Lured by a promise to “double your money every month,” the investors fell victim to a Caribbean company called SG Limited, which told its users they were guaranteed monthly returns of 10 percent — or 210 percent a year on a compounded basis — according to SEC officials.
Beginning in 1998, 23-year-old Russian citizen Oksana Pavluchenko operated the Web site from the island of Dominica, offering stock in 11 virtual companies that have turned out to be nonexistent. The SEC contends the operation was a classic pyramid scheme in which investors are paid with money taken in from other investors. At least 800 individuals bought stock through SG Limited, to the tune of millions of dollars.
The SEC has been granted a temporary restraining order and asset freeze against the company, and is currently working with officials in Estonia to seize $2.7 million deposited in a bank account there.
“From our eyes this is the quintessential Internet investment fraud,” said William E. Morse, a deputy assistant administrator of the Securities and Exchange Commission’s Boston, Massachusetts office.

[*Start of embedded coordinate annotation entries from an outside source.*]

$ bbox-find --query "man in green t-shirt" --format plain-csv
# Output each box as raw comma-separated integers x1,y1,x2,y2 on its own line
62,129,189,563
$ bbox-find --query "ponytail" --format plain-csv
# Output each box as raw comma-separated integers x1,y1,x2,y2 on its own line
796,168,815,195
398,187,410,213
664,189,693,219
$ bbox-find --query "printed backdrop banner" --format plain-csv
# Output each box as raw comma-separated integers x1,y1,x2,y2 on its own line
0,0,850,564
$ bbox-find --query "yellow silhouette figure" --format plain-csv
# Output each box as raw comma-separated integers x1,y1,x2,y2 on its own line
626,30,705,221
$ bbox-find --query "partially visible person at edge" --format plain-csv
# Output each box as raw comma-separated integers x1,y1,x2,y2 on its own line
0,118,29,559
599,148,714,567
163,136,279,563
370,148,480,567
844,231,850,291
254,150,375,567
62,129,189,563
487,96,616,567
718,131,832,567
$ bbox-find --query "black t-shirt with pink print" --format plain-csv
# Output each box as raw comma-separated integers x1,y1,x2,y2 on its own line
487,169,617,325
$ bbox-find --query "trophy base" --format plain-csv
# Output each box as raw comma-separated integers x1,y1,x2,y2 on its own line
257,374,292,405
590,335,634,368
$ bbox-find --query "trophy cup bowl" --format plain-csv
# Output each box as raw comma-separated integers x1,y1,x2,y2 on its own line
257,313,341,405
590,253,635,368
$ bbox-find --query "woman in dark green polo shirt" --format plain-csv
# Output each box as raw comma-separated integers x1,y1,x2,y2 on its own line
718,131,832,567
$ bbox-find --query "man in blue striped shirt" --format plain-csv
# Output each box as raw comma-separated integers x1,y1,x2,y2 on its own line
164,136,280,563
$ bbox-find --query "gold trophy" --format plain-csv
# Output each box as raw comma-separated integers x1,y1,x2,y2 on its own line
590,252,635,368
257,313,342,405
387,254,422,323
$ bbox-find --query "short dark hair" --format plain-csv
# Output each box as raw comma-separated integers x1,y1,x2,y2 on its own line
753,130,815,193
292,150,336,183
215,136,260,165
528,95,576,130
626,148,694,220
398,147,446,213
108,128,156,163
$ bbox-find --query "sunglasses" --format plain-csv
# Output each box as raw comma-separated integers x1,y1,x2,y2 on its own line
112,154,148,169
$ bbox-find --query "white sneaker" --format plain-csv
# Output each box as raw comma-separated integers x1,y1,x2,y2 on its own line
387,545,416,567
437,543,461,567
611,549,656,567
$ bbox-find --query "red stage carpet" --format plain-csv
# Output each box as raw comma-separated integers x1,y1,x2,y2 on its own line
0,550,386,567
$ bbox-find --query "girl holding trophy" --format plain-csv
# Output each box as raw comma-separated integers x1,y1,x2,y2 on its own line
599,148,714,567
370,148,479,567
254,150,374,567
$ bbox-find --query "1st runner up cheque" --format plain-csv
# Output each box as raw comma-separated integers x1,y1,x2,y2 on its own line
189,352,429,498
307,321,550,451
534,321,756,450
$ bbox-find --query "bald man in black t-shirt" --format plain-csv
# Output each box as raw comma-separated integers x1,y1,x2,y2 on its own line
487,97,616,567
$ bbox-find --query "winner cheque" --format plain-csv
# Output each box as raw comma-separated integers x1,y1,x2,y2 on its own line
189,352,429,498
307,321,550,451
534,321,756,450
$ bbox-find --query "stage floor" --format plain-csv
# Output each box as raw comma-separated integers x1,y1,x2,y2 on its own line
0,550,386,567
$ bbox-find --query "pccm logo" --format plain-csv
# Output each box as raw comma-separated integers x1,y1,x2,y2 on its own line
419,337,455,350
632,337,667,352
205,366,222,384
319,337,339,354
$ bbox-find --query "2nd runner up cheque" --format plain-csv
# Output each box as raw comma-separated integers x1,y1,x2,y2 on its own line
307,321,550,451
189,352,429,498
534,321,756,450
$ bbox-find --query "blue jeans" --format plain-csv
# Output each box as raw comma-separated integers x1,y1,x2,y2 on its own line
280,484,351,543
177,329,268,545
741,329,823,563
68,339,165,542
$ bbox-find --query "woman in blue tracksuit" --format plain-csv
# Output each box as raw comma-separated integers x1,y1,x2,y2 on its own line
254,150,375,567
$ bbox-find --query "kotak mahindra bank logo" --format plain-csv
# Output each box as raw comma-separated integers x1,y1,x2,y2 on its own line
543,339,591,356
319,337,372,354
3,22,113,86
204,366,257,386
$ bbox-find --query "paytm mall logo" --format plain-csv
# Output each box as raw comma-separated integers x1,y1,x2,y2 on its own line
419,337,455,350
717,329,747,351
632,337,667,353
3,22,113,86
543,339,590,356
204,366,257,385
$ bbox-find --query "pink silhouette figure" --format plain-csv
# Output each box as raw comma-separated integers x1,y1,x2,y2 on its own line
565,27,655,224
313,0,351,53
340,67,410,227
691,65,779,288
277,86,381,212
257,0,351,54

According to the SEC, the money and Internet trails led through Dominica, Belize, Cyprus, Latvia, Estonia and the United States. Even though the U.S. government was actively pursuing the case as of Thursday, SG’s Web site, Stockgeneration.com, was still up and running yesterday, offering heavy returns for people investing in its list of virtual companies, known only as “Companies Nos. 1 – 11.” The site referred to the investments as part of a game.
Not a Game
“They say people are guaranteed a return of 10 percent monthly. This isn’t a game,” said Jim Adelman, an associate administrator with the SEC. “In most Internet cases you think you’re buying something. This was all for shares in virtual companies.”
A long, rambling message was added to the site recently, titled “The Level of Risk,” which sought to assure the hundreds of individuals who trusted their investments to SG Limited that the company’s operation was legal.
“First of all, we are a totally legitimate organization that has all the necessary documents for its work,” the message said. “In particular a license for the game … whether somebody likes it or not, we operate on a totally legal basis and there is nothing else to talk about here.”
Despite more than 70 complaints from U.S. investors in 27 states, the company continued to operate until yesterday, when the SEC was successful in freezing its assets.
The shutdown of SG Limited is another in a series of actions by the SEC to crack down on Internet securities fraud. Just last month, 14 companies peddling “get rich quick” schemes were forced by federal regulators to significantly alter their advertising methods and sales pitches.
The Commodity Futures Trading Commission settled charges against 10 Web sites that promised customers big profits if they used the sites’ futures trading software or services. The U.S. Federal Trade Commission (FTC) acted against three sites offering easy money from day trading.
In March, agencies from 28 countries used powerful Internet search engines to ferret out 1,600 Web sites offering suspicious online investment schemes. Almost half of those sites were shut down or forced to change their business methods, according to U.S. regulators.